Natto as a food source versus supplement is also a meaningful variable. The whole food provides protein, fiber, minerals, and bioactive compounds together in a matrix that may affect how the body processes them. Nattokinase or MK-7 supplements extract specific compounds and deliver them in concentrated, isolated form — which changes dosing, bioavailability, and potential interactions. Whether that difference matters, and in what direction, depends on what someone is trying to understand and their existing health picture.
Key Questions That Anchor Further Exploration
Several specific questions naturally emerge from any serious look at natto's nutritional profile:
The difference between vitamin K1 and K2, and why the form of vitamin K in the diet matters, is fundamental to understanding what makes natto nutritionally distinctive. Readers who haven't explored this distinction yet will find it reshapes how they think about the entire K-vitamin category.
The question of how much vitamin K2 different people actually need — and how natto fits into that alongside other dietary sources — involves recommended intake guidelines that vary by country and population, since MK-7 specifically is not universally standardized across all national dietary reference values.
The interaction between natto, vitamin K2, and medications is a topic that warrants more detailed treatment for readers who take blood thinners, since this is one of the more clinically relevant food-drug considerations in the entire fermented foods space.

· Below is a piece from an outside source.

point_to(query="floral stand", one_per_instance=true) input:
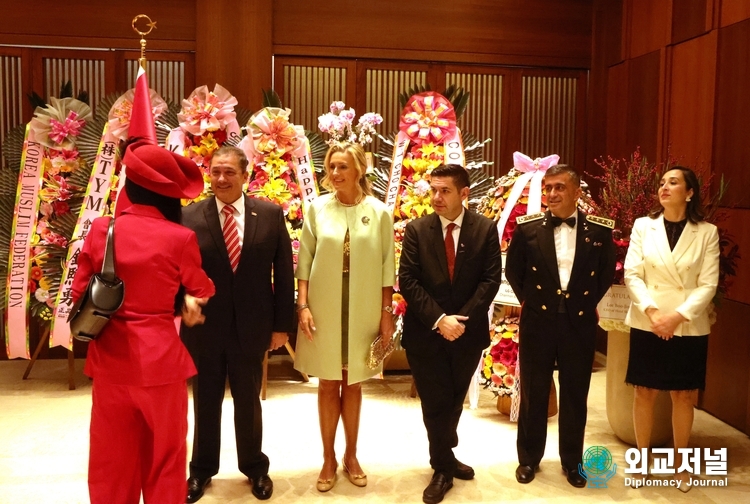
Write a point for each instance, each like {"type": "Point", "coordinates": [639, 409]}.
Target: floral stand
{"type": "Point", "coordinates": [612, 310]}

For readers exploring natto in the context of bone density and aging, understanding how vitamin K2 works alongside calcium, vitamin D, magnesium, and weight-bearing activity — rather than in isolation — provides a more complete picture of what the research actually examines.
And for those drawn to nattokinase specifically, the comparison between whole natto and nattokinase supplements — including what is known about enzyme survival through digestion, typical doses used in studies, and what the evidence does and does not yet show — is a distinct enough topic to deserve careful, separate examination.
Each of these areas reflects a real question that readers bring to this subject — and each one turns, ultimately, on factors specific to the individual asking it.